Adiós, Mi Amor

583 107 31
                                    

Situasi begitu canggung saat Nana duduk menghadap Jimin yang terlihat tenang. Laki-laki itu menyesap kopinya perlahan, merasakan pahit dan manis yang diekstrak menjadi satu.

"Jim...." Pemilik wajah khas Asia itu bersuara, jemu dengan kesunyian yang menghujam ke relung jiwa. Di setiap detiknya dia tersiksa, tertusuk jarum yang tak nyata. "Ayo bicara," pintanya pelan sekaligus berusaha mengusir seluruh kemungkinan buruk yang bermunculan di pikiran.

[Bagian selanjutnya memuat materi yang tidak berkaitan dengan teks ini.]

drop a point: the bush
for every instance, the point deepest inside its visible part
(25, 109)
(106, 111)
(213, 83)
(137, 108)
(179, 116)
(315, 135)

"Aa...." Jimin menegakkan punggung. "Bagaimana hari-harimu? Kau makan dan tidur dengan baik, 'kan?" tanyanya lembut, penuh perhatian seperti biasa.

"Mm. Jimin sendiri?"

Laki-laki itu menghela napas. "Aku berusaha baik-baik saja," lanjutnya dengan senyum mengembang.

"Jim...."

"Aku terus berpikir; Nana sedang apa? Apakah dia merindukanku? Apakah dia sudah makan? Haruskah aku menemuinya? Ah... tidak, tidak! Dia pasti kelelahan. Aku tidak boleh mengganggunya." Ia berceloteh, tapi kemudian tersenyum menatap Nana. "Tetapi melihatmu baik-baik saja seperti ini, aku lega. Sangat lega."

Tidak ada dusta di kalimat Jimin. Sorot matanya jujur, penuh kasih dan perhatian. Tetapi, hal itu justru membuat Nana terluka lebih dalam. Ya, gadis itu tahu kesalahannya.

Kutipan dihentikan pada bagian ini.